İnsanlardaki birçok hastalığın belirtileri ilk bakışta görülmez. Dışarıdan hasta veya engelli gibi görünmeyen insanların genelde sağlıklı bireyler olduğu düşünülebilir.
Fakat insanların fenotipine yansımasa bile genotiplerinde birçok hastalık genini resesif olarak taşıdıkları bilinmektedir. Resesif genler, hem anneden hem de babadan çocuğa aktarılırsa bu genlerin temsil ettiği özellikler fenotipinde de ortaya çıkar. Akraba olan bireylerde aynı resesif genlerin bulunma ihtimali, akraba olmayanlara göre daha fazladır. Buna bağlı olarak hastalık genlerini genotipinde resesif olarak taşıyan bireyler evlendiğinde kalıtsal hastalığa sahip çocuklarının olma ihtimali şansa bağlı evliliklere göre daha yüksek olmaktadır.
Dünya Sağlık Örgütü, akraba evliliklerinde bebek ve çocuk ölümlerinin ve zihinsel engellilik sıklığının daha yüksek olduğunu belirtmektedir. Akraba evliliğinde en büyük sorun, sağlıklı olan bireylerin DNA’larındaki hastalık genlerini çocuklarına aktarmasıdır. Genetik bağı olan akrabalarda ortak genleri taşıma oranı, toplumun geneline göre daha yüksektir.

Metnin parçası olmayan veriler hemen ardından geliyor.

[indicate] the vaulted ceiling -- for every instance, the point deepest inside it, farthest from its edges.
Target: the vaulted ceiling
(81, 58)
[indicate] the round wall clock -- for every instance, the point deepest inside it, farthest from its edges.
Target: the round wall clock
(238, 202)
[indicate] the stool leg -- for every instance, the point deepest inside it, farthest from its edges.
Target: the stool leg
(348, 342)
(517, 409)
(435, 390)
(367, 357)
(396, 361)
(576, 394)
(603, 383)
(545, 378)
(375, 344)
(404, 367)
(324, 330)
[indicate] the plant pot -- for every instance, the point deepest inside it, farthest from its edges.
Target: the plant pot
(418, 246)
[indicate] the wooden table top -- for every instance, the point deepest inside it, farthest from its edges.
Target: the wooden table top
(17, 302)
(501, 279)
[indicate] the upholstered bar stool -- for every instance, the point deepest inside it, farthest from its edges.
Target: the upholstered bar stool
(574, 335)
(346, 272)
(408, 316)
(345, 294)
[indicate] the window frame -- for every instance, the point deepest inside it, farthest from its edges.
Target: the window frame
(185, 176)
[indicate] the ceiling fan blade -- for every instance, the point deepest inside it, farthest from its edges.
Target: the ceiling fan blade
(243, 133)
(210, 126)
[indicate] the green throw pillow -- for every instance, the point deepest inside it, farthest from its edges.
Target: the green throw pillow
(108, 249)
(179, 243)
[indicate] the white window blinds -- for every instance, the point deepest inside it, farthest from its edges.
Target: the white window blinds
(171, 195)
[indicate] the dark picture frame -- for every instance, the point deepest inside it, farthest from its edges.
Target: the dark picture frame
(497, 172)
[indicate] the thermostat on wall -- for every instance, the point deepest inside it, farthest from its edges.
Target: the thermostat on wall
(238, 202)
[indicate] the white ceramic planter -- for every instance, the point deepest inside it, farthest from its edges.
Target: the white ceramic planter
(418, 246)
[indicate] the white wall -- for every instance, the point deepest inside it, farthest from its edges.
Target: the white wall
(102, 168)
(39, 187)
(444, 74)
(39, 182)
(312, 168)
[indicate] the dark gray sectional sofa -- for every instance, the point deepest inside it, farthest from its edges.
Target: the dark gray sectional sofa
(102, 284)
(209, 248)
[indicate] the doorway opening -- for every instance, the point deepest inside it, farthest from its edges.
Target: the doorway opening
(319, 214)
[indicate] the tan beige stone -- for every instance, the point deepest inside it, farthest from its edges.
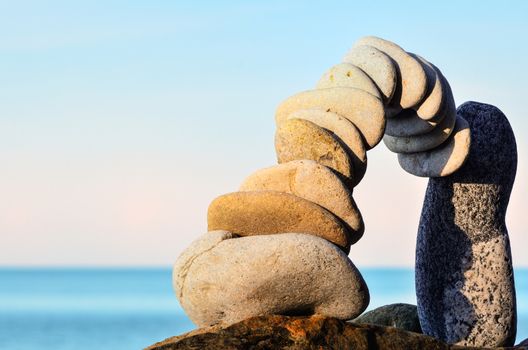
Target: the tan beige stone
(443, 160)
(377, 65)
(345, 132)
(312, 181)
(428, 141)
(434, 97)
(301, 139)
(412, 83)
(348, 75)
(221, 279)
(269, 212)
(361, 108)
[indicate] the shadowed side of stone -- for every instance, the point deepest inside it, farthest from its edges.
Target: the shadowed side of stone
(402, 316)
(297, 332)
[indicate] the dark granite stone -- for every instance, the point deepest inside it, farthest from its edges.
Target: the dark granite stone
(464, 276)
(402, 316)
(523, 343)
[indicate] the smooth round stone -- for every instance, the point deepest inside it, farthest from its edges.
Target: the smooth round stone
(443, 160)
(464, 276)
(348, 75)
(428, 141)
(402, 316)
(312, 181)
(345, 131)
(270, 212)
(434, 97)
(409, 123)
(411, 86)
(377, 65)
(221, 279)
(301, 139)
(364, 110)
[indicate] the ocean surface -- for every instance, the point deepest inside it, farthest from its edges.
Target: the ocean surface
(133, 308)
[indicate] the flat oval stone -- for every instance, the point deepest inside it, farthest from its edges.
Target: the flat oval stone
(411, 86)
(409, 123)
(464, 276)
(270, 212)
(345, 131)
(301, 139)
(220, 279)
(434, 97)
(348, 75)
(312, 181)
(361, 108)
(378, 66)
(424, 142)
(443, 160)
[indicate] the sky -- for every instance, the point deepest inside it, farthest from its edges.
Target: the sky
(120, 121)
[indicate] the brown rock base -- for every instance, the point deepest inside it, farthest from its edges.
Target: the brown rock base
(296, 332)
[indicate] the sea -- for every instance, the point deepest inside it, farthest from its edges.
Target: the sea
(103, 308)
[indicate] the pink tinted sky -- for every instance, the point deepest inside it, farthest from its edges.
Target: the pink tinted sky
(120, 122)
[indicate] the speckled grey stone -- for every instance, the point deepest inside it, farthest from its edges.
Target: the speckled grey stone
(464, 277)
(402, 316)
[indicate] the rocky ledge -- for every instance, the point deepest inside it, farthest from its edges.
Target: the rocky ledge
(300, 332)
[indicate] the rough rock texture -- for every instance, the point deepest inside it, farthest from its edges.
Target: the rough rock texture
(269, 212)
(312, 181)
(402, 316)
(411, 86)
(424, 142)
(378, 66)
(523, 343)
(443, 160)
(224, 279)
(345, 131)
(435, 96)
(361, 108)
(348, 75)
(301, 333)
(464, 276)
(301, 139)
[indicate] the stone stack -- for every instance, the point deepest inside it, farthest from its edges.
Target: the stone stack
(279, 245)
(422, 124)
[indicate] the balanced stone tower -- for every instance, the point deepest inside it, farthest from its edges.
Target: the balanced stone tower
(279, 245)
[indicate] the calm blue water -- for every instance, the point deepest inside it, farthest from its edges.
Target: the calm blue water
(130, 308)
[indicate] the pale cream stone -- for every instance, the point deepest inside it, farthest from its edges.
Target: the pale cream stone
(348, 75)
(221, 279)
(434, 97)
(411, 86)
(345, 131)
(312, 181)
(270, 212)
(443, 160)
(361, 108)
(377, 65)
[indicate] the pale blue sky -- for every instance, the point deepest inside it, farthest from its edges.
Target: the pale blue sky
(121, 120)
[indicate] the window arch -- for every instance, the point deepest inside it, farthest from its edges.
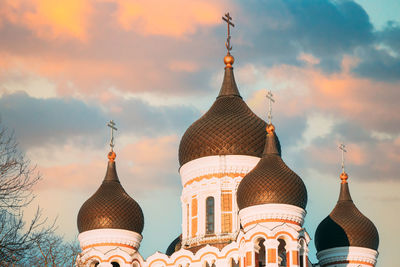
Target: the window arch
(210, 215)
(282, 253)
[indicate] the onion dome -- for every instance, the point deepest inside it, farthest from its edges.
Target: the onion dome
(346, 226)
(174, 246)
(271, 181)
(229, 127)
(111, 206)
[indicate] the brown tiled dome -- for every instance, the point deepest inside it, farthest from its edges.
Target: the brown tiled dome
(228, 128)
(346, 226)
(271, 181)
(111, 207)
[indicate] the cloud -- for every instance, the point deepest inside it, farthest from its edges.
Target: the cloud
(49, 19)
(282, 30)
(58, 121)
(39, 122)
(167, 18)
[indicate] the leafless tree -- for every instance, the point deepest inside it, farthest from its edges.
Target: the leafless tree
(17, 177)
(52, 250)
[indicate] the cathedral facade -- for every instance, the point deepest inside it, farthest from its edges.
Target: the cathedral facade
(242, 206)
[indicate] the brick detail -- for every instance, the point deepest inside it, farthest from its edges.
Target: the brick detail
(271, 255)
(295, 257)
(226, 223)
(194, 227)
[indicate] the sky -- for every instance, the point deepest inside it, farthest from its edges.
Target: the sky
(68, 67)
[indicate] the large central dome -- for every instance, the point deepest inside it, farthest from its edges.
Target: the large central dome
(229, 127)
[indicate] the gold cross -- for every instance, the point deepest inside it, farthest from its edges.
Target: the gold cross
(111, 124)
(228, 19)
(343, 148)
(269, 96)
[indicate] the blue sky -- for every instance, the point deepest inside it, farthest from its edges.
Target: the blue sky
(68, 67)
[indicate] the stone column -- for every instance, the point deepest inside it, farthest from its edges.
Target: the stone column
(271, 252)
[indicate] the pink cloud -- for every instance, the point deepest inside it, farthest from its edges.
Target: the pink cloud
(146, 164)
(171, 18)
(374, 104)
(50, 19)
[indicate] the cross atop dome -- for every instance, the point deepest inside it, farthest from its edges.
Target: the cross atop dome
(111, 124)
(228, 19)
(343, 175)
(111, 154)
(270, 101)
(342, 147)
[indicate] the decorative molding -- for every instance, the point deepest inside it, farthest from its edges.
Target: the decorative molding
(100, 237)
(270, 212)
(216, 165)
(347, 254)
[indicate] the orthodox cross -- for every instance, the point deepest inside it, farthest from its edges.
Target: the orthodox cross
(228, 19)
(270, 100)
(343, 148)
(111, 124)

Akraba evliliği ile doğan çocuklarda renk körlüğü, orak hücreli anemi, Akdeniz anemisi, sağırlık, fenilketonüri, kistik fibroz hastalıklarının yanı sıra şizofreni gibi ruhsal hastalıklar da sık görülmektedir. Akraba evliliklerine bağlı kalıtsal hastalıkların görülme sıklığını azaltmanın yolu toplumu bilinçlendirmek ve eğitim düzeyini yükseltmekten geçmektedir. Genetik danışmanlık hizmetinin sağlık hizmetleri içinde yapılandırılması ve uygulanması, evlilik öncesi ve erken yaş evlilikleri için danışmanlık hizmetlerinin oluşturulup yaygınlaştırılması gerekmektedir.